I am writing an IPN application for doing theater seat reservations. I place a temporary hold on the seats before going off to PayPal. When the IPN handler is called and detects a successful payment, the seats are reserved permanently.
The "return" parameter for my PayPal brings the customer back to the reservations application. Because the IPN handler may not have been called yet, the customer may or may not see his seats reserved (this is probably not the best application for IPN, but I am too cheap to spring for one of the non-free methods). So I am considering incorporating PDT. The "return" parameter would then specify a URL that would first complete the reservation processing in case the IPN handler has not already been called. Here are my questions:
My understanding is that if the customer does not have a PayPal account so that he instead uses his credit card to pay for the reservation, then PDT is inoperative (why this is unimaginable). What then does PayPal do so far as honoring the "return" URL? Does PayPal ignore it entirely or does it still return to that location but without passing the "tx' parameter?
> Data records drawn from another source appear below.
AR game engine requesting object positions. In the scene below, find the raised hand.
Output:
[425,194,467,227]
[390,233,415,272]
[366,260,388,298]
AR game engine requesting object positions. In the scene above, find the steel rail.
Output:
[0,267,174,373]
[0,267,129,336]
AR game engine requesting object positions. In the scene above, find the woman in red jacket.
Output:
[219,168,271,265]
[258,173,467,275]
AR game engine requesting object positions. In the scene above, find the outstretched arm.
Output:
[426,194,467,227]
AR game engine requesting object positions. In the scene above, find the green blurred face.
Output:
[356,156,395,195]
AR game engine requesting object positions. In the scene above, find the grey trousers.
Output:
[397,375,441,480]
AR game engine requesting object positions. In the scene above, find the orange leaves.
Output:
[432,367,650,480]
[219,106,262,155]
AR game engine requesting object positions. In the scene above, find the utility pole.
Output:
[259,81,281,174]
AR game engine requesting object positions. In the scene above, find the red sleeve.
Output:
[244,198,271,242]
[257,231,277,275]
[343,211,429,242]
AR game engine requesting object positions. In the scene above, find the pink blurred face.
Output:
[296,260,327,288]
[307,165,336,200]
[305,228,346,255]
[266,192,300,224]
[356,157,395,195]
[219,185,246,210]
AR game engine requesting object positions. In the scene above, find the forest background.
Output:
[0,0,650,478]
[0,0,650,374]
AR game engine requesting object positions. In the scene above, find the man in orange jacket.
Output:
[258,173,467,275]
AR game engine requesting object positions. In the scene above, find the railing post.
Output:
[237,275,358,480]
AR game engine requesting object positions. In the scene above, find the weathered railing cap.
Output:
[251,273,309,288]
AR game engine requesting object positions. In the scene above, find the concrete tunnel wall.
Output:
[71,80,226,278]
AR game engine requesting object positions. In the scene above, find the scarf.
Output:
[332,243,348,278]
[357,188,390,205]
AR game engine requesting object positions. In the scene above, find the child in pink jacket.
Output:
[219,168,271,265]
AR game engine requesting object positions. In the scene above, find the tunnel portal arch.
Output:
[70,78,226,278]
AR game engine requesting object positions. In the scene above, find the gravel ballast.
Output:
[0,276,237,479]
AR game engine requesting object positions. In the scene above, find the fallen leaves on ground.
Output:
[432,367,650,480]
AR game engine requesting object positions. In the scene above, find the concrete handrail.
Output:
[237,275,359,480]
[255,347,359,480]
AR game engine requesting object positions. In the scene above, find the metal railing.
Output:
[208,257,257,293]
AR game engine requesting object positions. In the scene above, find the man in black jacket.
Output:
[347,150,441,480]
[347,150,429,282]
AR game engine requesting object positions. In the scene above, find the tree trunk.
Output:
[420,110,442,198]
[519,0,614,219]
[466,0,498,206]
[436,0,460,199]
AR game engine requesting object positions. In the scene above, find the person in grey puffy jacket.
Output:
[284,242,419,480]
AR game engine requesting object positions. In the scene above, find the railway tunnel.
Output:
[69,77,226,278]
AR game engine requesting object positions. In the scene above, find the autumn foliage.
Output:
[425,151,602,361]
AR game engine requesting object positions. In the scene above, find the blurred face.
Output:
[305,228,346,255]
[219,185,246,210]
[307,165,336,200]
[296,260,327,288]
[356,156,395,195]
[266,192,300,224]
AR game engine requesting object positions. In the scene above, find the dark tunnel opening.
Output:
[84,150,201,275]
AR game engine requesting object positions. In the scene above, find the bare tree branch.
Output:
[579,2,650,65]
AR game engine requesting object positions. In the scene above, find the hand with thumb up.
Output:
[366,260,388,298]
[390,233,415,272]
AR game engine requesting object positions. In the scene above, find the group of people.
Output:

In the sandbox environment, of course, you always have a PayPal account and I am obviously unable to turn on PDT in my production environment production just to see what happens when one uses a credit card to make a payment, hence my post. However, I did specify in the sandbox that I wanted to use my (dummy) credit card to pay for the reservation and the "return" URL was invoked with the "tx" parameter. This was perplexing. So when PayPal says that PDT is not meant to be used with credit cards, will PDT work anyway as long as the customer is logged on to his PayPal account or is this just a peculiarity of the sandbox?